Understanding the Type: Homogeneous Differential Equations

Before diving into steps, identifying the equation's type is crucial. A first-order differential equation is homogeneous if it can be written in the form dy/dx = F(y/x). This means the right-hand side is a function where the numerator and denominator are homogeneous polynomials of the same degree. Let's verify this for our equation.

Take dy/dx = (x + y)/(x - y). Divide every term in the numerator and denominator by x (assuming x ≠ 0): dy/dx = (1 + y/x) / (1 - y/x). Now, let v = y/x, which implies y = vx and, by the product rule, dy/dx = v + x dv/dx. Substituting these into the equation transforms it into a separable equation in terms of v and x. This v-substitution is the standard technique for solving homogeneous equations and is the key to unlocking the explicit general solution.

Step-by-Step Solution to dy/dx = (x + y)/(x - y)

Let's walk through the solution process meticulously.

Step 1: Perform the Homogeneous Substitution

Recognize the equation is homogeneous. Introduce the substitution: v = y/x, therefore y = vx. Differentiate y = vx with respect to x: dy/dx = v + x dv/dx.

Step 2: Rewrite the Original Equation

Substitute y = vx and dy/dx = v + x dv/dx into the original equation: v + x dv/dx = (x + vx) / (x - vx). Simplify the right-hand side by factoring x: v + x dv/dx = [x(1 + v)] / [x(1 - v)] = (1 + v)/(1 - v).

Step 3: Separate the Variables

Our goal is to get all terms involving v on one side and all terms involving x on the other. Rearrange the equation: x dv/dx = (1 + v)/(1 - v) - v. Combine the terms on the right over a common denominator: x dv/dx = [ (1 + v) - v(1 - v) ] / (1 - v). Simplify the numerator: (1 + v) - v(1 - v) = 1 + v - v + v² = 1 + v². Thus: x dv/dx = (1 + v²) / (1 - v). Now, separate the variables: (1 - v)/(1 + v²) dv = (1/x) dx.

Step 4: Integrate Both Sides

We now have a separated equation ready for integration. ∫ (1 - v)/(1 + v²) dv = ∫ (1/x) dx. Split the left integral: ∫ [1/(1 + v²) - v/(1 + v²)] dv = ∫ (1/x) dx. Integrate term by term: ∫ 1/(1 + v²) dv = arctan(v). ∫ v/(1 + v²) dv: Use substitution u = 1 + v², du = 2v dv, so (1/2) du = v dv. This becomes (1/2) ∫ du/u = (1/2) ln|u| = (1/2) ln(1 + v²). Since 1+v² is always positive, we can drop the absolute value. The right side integrates to ln|x| + C, where C is the constant of integration. Putting it all together: arctan(v) - (1/2) ln(1 + v²) = ln|x| + C.

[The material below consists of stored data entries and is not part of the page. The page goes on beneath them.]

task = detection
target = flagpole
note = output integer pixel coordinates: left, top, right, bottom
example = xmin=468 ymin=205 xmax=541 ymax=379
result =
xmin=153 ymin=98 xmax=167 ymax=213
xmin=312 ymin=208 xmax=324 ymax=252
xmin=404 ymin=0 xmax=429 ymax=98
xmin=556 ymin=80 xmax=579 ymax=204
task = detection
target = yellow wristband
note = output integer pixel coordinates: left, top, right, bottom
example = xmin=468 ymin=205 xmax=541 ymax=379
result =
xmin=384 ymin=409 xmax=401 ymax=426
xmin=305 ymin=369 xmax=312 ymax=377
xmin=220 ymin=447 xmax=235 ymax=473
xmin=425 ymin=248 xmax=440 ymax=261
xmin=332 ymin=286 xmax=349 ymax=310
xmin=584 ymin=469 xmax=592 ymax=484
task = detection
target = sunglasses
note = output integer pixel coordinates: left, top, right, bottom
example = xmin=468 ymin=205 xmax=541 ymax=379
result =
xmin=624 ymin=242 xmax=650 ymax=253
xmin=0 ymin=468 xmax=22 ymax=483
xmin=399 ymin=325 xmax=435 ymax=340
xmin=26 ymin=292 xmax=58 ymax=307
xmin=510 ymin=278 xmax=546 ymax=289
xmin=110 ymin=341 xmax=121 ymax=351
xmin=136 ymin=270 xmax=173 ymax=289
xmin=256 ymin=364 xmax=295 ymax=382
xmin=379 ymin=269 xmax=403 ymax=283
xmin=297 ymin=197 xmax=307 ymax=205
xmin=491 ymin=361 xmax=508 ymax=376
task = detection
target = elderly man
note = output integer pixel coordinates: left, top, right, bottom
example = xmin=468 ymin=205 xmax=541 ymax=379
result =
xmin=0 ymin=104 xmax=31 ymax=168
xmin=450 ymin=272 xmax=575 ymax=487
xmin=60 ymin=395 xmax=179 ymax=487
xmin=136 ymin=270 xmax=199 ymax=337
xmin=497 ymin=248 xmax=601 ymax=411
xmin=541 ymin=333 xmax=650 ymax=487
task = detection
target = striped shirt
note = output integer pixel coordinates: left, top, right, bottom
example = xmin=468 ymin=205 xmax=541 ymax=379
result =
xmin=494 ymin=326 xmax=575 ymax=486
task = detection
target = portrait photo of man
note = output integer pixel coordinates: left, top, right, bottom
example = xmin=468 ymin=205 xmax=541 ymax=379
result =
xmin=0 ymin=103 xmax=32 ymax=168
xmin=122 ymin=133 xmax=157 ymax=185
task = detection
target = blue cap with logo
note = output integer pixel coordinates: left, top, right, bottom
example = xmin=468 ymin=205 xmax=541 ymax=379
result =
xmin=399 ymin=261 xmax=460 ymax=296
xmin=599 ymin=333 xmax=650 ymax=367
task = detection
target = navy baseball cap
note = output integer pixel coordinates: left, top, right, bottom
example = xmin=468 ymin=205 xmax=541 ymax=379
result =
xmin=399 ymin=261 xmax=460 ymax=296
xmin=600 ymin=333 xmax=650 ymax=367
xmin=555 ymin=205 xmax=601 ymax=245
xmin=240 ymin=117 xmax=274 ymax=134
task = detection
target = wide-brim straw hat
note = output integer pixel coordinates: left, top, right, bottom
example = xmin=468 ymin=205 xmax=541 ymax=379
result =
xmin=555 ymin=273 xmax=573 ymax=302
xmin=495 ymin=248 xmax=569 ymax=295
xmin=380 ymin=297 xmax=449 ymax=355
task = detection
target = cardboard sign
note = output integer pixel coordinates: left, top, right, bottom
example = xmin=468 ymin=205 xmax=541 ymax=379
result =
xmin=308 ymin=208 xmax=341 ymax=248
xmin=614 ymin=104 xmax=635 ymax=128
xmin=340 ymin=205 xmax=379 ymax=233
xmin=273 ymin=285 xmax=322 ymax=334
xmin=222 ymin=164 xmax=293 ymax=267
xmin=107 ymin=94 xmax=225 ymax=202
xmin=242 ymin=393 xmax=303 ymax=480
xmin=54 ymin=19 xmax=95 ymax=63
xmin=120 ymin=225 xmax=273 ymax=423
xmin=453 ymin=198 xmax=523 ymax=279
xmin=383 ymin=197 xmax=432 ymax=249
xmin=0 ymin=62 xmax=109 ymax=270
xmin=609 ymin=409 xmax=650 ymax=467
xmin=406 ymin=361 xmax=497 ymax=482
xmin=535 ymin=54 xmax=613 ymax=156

Step 5: Back-Substitute for v

Recall v = y/x. Substitute back: arctan(y/x) - (1/2) ln(1 + (y/x)²) = ln|x| + C. Simplify the logarithmic term: 1 + (y/x)² = (x² + y²)/x². Therefore, ln(1 + (y/x)²) = ln((x² + y²)/x²) = ln(x² + y²) - ln(x²) = ln(x² + y²) - 2 ln|x|. Substitute this into the equation: arctan(y/x) - (1/2)[ln(x² + y²) - 2 ln|x|] = ln|x| + C. Distribute the -1/2: arctan(y/x) - (1

/2) ln(x² + y²) + ln|x| = ln|x| + C. The ln|x| terms cancel out, leaving us with: arctan(y/x) - (1/2) ln(x² + y²) = C.

This is the implicit general solution to the differential equation. It elegantly relates x and y through a transcendental equation involving the arctangent and a logarithmic term. The constant C can be determined if an initial condition is provided, allowing for a particular solution to be found.

Conclusion

Solving the differential equation dy/dx = (x + y)/(x - y) demonstrates the power of recognizing homogeneous equations and applying the appropriate substitution technique. By transforming the original equation using v = y/x, we reduced it to a separable form, integrated both sides, and back-substituted to express the solution in terms of the original variables. The final implicit solution, arctan(y/x) - (1/2) ln(x² + y²) = C, encapsulates the relationship between x and y that satisfies the differential equation. This process not only yields the solution but also reinforces the importance of methodical problem-solving in differential equations, a skill that is invaluable in both theoretical and applied mathematics.